Many of us are looking for our members. We are wondering where they went in this post-COVID reality. I will tell you where they are. Theyre in “The Clearing”! The stark reality of the pre-existing political and social conditions of America was amplified as a result of COVID. And like us, our members were forever changed. Realities shifted, priorities were realigned, and people are currently choosing to be in spaces where they can find peace, acceptance, and joy. They are choosing spaces where they can safely lament and mourn. They are finding spaces where they can authentically worship.

The question is, are we prepared to resist centering ourselves, our traditions, and our institutions and are we equipped to join them in “The Clearing”? As a Christian, I recognize now is the time! We were called for such a time as this to be transformers and agents of change and healing in communities that are crying out for transformation and restoration. We are called as healers and bridge builders to unite in dismantling systems of oppression, calling out promoters of oppressive -isms and mitigating unconscious biases in congregations and communities.
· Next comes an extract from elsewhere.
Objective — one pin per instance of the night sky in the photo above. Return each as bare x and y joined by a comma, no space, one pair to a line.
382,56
While I cannot define for my fellow Christians how they might influence change or what specific actions they can take in their individual contexts, I pray that this writing encourages others to take some time to reflect and to consider how we can be the change needed to transform society from the power of our hush harbors.

Rev. Dr. Ebony D. Only serves as inaugural community chaplain fellow for Bishop Anderson House and is executive pastor First Baptist Church of University Park in University Park, Illinois. She is a vibrant, energetic, and humble preacher and teacher of God’s word who takes God’s message of justice and grace to workshops, retreats, conferences, conventions and pulpits across the United States. 

The views expressed are those of the author and not necessarily those of American Baptist Home Mission Societies.

[i] Wayne E. Croft, Sr., A History of the Black Baptist Church:  I Don’t Feel No Ways Tired (Valley Forge, Judson Press, 2020), p. 195.

[ii] Toni Morrison, Beloved (New York: Vintage Books, paperback edition, 2004), p. 104.